Mensagem de esperança
Gostei bastante de ler o contributo de Filipe Sanhá, no site do Didinho.
Lembrei-me em especial de um dos seus contributos, há uns anos, por ocasião de uma interessante reflexão sobre modelos de desenvolvimento, na qual defendia a fixação gramatical do crioulo como factor de reforço da identidade nacional, e fui relê-lo.
Mas voltando à sua mensagem actual, quero sublinhar dois pontos que mais me alegraram, pela nota identitária e de esperança:
«A Guiné-Bissau cresceu e está a criar os seus próprios mecanismos e anticorpos para se assumir, definitivamente, como um País, que quer granjear respeito e preencher a sua cadeira no concerto das Nações.»
«Nas rádios, Jornais, bairros, bares e outros espaços de convívio, as pessoas falam abertamente sobre a problemática do País, sem medo. (...) Quem esteve e está em Bissau, apercebe-se disso de forma clara e transparente.»
Também o grito de revolta do Doka, não deixa, à sua maneira, de ser uma mensagem de esperança, ao encorpar uma firme vontade de mudança.
Nô junta mon pa kumpu nô Guiné.
domingo, 19 de maio de 2013
Mapa geológico da Guiné-Bissau
O Laboratório Nacional de Energia e Geologia, LNEG, acabou de ganhar, segundo o semanário Sol, um contrato de 30 milhões de dólares, para a digitalização do terço sul de Angola.
Mas o mais interessante é que foi o bom trabalho desenvolvido com o Mapa Geológico da Guiné-Bissau, recentemente publicado, que serviu de currículo ao LNEG, frente a outras empresas bem colocadas (em Moçambique, o trabalho foi adjudicado a uma empresa russa).

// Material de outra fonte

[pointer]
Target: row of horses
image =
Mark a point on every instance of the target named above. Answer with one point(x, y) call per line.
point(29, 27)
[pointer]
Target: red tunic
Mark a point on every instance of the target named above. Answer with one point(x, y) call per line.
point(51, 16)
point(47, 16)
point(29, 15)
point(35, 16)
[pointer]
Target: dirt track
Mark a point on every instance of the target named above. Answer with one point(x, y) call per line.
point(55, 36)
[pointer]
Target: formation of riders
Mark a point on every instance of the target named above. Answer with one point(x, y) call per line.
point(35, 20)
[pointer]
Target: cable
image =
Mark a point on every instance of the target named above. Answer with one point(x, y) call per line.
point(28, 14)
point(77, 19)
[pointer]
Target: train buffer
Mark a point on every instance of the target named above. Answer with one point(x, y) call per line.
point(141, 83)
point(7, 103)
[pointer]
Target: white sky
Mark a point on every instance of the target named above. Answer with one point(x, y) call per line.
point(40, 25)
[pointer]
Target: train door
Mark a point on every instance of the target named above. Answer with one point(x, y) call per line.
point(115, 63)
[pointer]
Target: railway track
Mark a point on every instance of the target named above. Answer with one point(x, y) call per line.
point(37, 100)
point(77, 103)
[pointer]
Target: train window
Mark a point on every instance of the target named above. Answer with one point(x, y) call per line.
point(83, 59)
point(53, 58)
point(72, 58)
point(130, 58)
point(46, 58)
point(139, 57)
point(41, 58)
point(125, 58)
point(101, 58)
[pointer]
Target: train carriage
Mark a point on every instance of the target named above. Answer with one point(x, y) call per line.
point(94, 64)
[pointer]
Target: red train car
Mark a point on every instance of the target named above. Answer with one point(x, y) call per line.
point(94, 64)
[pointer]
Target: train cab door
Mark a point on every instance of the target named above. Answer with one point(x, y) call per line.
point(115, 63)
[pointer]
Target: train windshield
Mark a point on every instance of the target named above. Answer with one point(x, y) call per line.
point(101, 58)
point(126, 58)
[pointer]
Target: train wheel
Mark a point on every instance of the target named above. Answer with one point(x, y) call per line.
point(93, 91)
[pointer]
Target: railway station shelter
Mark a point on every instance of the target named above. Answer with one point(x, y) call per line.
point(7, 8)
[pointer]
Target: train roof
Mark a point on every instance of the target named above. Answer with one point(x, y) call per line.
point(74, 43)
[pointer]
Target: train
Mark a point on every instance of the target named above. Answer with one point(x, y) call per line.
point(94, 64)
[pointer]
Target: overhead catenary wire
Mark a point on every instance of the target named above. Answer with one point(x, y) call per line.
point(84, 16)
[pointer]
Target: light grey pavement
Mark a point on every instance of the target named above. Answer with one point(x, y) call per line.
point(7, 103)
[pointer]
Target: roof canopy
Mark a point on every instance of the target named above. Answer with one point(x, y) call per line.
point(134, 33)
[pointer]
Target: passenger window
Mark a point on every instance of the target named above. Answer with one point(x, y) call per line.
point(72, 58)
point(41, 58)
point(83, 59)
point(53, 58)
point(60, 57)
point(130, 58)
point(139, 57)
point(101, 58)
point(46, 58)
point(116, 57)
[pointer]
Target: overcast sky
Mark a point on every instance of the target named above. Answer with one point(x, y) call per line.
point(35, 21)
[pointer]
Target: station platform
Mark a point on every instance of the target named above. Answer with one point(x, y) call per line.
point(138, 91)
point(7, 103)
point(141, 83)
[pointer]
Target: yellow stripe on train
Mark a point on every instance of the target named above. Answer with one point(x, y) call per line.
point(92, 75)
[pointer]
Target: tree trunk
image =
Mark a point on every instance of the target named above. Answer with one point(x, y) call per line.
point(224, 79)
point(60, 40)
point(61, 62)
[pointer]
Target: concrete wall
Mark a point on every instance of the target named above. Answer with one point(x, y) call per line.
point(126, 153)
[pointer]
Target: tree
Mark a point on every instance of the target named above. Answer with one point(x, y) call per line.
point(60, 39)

Graças ao brilhante trabalho de campo (e de secretária) de Paulo Alves e uma pequena equipa (com o apoio na Guiné da Direcção Geral de Geologia e Minas) todo o conhecimento cartográfico sobre a Guiné-Bissau, não apenas português, mas também francês e russo, foi compilado neste mapa.
Para além disso, o mapeamento inclui uma rica amostragem litostratigráfica graficamente sintetizada e acessível. Decerto que se vai tornar numa ferramenta indispensável na reflexão sobre o futuro da Guiné-Bissau, sendo a sua disponibilização especialmente oportuna.
Bravo, Paulo Alves e equipa, merecem os maiores elogios; bem haja LNEG e IICT (Instituto de Investigação Científica Tropical): o conhecimento é para partilhar! Competência, iniciativa e generosidade felizmente ainda compensam. Parabéns pelo contrato!
P.S. O Didinho, que já tinha publicado a metodologia deste projecto, decerto disponibilizará em breve esta informação, devidamente classificada, para futura referência.
A China na vanguarda da informação!
28 pequenos partidos denunciam o Memorando de Entendimento, acusando PAIGC e PRS de violar o espírito do Pacto de Transição, segundo a agência noticiosa chinesa.